There it is, the entire Gospel in a phrase. A slogan worthy of Jesus: What is good, and what does the Lord require of you, but to do justice, and to love kindness, and to walk humbly with your God?
Succinct. Memorable. Drawing our minds immediately to our Creator, and casting before our imaginations a new vision of life. Micah first calls us to recognize that, despite our pretensions otherwise, we are not God, and we must recognize our fragility, our contingency, and our need for humility before the one who makes us in love. And the faithful response to that God is both to deal kindly with one another and to labor tirelessly in this world to mirror God’s own act of creation by creating just structures ourselves.

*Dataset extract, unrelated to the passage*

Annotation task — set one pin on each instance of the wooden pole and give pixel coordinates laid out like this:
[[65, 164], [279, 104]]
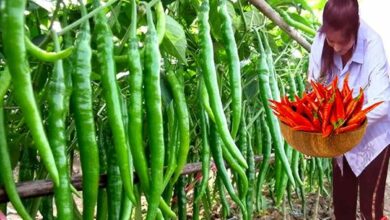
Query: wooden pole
[[38, 188], [269, 12]]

Micah poses his Gospel slogan in the form of a question, and the answer to that question is the Church. Not MasterCard, not Disneyland, not any other organization in this world, but the Church—the Body of Christ—is called to be the crucible in which the vision Micah presents first become reality. And that finally brings me back to that poster I saw outside the Washington, D.C. bar. It was a cynical poster, selling alcohol as happiness. But God can redeem anything! Recall that that slogan asked, “What if, no matter what happens in your life, you were meant to be here?” Here, at Saint Mark’s Church in the middle of Little Rock, Arkansas. What if? What if, right here, God means for you to do justice, and to love kindness, and to walk humbly with your God? As Micah says, that is, indeed, good.